After Actually Racing an F1 Car, Liam Lawson Discloses One “Unreal” Similarity to the Game

F1 drivers lead a life that fans of the sport actually love. Playing the official game is just as close as one comes to experiencing the emotions of being an F1 driver, but there’s still a huge difference. According to Liam Lawson, however, there is one “unreal” similarity between the game and real life.

On the Red Flags podcast, Lawson talks the hosts through his first-ever experience of suiting up for an F1 race. Firstly, he takes a reference from the official F1 game made by EA Sports to describe how he felt.

He talks about the cut-screen before races, which is followed by the visuals of a driver sitting in the cockpit of their car in first-person, with a screen being put in front of them and photographers in front clicking shots. The New Zealander says,

“Before P3 [in Zandvoort], I had got into the car,” said Lawson.

“And the screen came down and like all the photographers are there. And it was like straight from the game!”

The hosts let out a big laugh, happy that they too got to experience an F1-like moment by playing the game. “This is so sick, it was unreal,” Lawson adds.

Lawson, not a full-time driver in F1, is still waiting for the opportunity. However, when he got to fulfill his duties as a reserve last season, he grabbed the opportunity with both hands.

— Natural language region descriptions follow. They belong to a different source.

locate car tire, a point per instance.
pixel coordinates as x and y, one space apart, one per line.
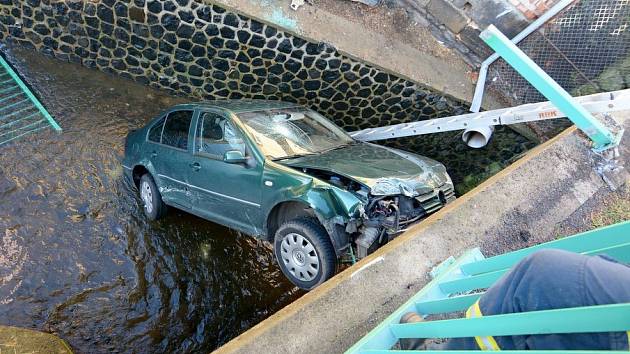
305 253
152 204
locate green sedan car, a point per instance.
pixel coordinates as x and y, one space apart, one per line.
284 173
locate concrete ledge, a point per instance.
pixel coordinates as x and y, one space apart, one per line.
20 340
519 205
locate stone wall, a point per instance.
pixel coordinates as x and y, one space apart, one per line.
199 49
202 50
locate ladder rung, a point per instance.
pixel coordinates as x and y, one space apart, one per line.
9 88
16 112
14 104
11 96
24 133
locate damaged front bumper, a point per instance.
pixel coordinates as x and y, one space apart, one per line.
393 214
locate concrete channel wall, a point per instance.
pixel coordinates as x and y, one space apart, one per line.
522 203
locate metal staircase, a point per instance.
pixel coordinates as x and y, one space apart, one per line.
458 283
21 113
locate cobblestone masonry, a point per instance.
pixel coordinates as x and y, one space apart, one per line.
199 49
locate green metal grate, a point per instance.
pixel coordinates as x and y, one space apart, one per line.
21 113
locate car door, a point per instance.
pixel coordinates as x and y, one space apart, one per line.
169 152
229 193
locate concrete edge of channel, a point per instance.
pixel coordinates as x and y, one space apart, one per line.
291 309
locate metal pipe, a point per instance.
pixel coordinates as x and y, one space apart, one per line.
483 71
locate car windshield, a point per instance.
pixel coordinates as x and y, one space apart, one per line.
288 133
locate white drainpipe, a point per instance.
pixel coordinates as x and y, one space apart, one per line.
483 71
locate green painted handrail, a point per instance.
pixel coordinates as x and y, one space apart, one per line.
609 236
602 318
29 94
548 87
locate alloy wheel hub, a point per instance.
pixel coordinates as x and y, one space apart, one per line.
299 257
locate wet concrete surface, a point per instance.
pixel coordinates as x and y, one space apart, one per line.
80 260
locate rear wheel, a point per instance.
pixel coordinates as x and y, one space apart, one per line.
304 252
154 207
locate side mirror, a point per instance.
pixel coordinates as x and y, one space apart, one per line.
234 156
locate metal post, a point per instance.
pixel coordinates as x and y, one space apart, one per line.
29 94
548 87
483 71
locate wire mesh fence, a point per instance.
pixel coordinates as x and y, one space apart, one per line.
585 48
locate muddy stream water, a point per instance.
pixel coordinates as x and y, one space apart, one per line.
79 259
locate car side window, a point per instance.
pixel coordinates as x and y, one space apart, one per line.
155 133
175 132
216 135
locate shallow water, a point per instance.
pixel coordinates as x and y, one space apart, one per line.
79 259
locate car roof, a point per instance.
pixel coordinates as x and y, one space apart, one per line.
241 105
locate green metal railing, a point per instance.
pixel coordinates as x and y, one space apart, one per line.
458 283
602 137
21 113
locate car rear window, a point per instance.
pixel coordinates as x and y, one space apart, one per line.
155 133
175 132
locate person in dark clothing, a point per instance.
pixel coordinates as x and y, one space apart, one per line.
548 279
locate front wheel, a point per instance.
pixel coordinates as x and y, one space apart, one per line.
154 207
304 252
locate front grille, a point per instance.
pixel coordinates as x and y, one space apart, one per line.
431 202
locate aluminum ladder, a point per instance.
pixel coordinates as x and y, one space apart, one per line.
580 111
458 283
21 113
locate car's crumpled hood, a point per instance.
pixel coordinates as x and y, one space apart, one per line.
384 170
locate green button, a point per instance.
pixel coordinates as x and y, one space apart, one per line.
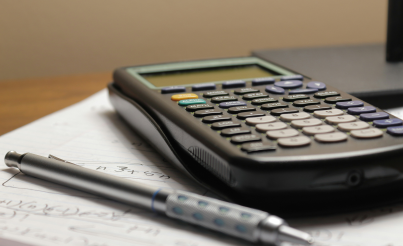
191 101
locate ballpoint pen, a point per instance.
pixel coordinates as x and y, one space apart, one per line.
246 223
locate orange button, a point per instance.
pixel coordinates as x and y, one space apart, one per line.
179 97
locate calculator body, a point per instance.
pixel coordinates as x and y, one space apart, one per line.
300 152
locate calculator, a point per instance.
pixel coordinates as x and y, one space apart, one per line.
262 135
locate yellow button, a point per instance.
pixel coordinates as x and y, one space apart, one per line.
179 97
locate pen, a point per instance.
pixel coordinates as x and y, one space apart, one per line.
246 223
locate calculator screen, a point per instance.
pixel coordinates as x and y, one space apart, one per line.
186 77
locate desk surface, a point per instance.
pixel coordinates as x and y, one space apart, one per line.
23 101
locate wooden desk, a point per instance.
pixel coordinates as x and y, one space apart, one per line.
23 101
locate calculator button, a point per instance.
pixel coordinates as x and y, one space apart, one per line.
260 120
250 114
312 130
325 94
257 147
207 112
337 99
263 81
302 103
254 96
233 83
367 133
374 116
313 108
288 84
340 119
245 91
235 131
232 104
224 99
203 87
292 98
187 102
292 77
280 111
303 91
316 85
307 122
215 118
245 138
271 126
224 124
331 137
296 116
171 89
271 106
353 126
215 94
275 89
286 133
388 122
326 113
263 100
361 110
179 97
294 142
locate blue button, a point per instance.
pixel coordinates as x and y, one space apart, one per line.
317 85
289 84
275 90
313 90
387 123
233 83
231 104
292 77
172 89
374 116
263 81
349 104
202 87
395 130
361 110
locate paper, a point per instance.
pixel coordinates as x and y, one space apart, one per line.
37 212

Lawson knows the similarity between the F1 games and real life because he filled in for Daniel Ricciardo for five races in 2023. The Honey Badger injured himself in The Netherlands ahead of the Dutch GP, and without much preparation, V-CARB (formerly AlphaTauri) put Lawson into the car.

A bit nervous but confident of his abilities, Lawson was able to perform well in all five races he took part in. But, the highlight came at the Singapore GP. He outqualified the dominant Max Verstappen [who had won 10 races in a row at that point] and even finished ahead of him in the race.

Unfortunately, the AlphaTauri (now V-CARB) seat that he filled went to Ricciardo instead, and he was demoted back to the sidelines for the 2024 campaign. Now, Lawson waits patiently as Red Bull looks to integrate the talented Kiwi driver onto the grid in some way, come the 2025 season.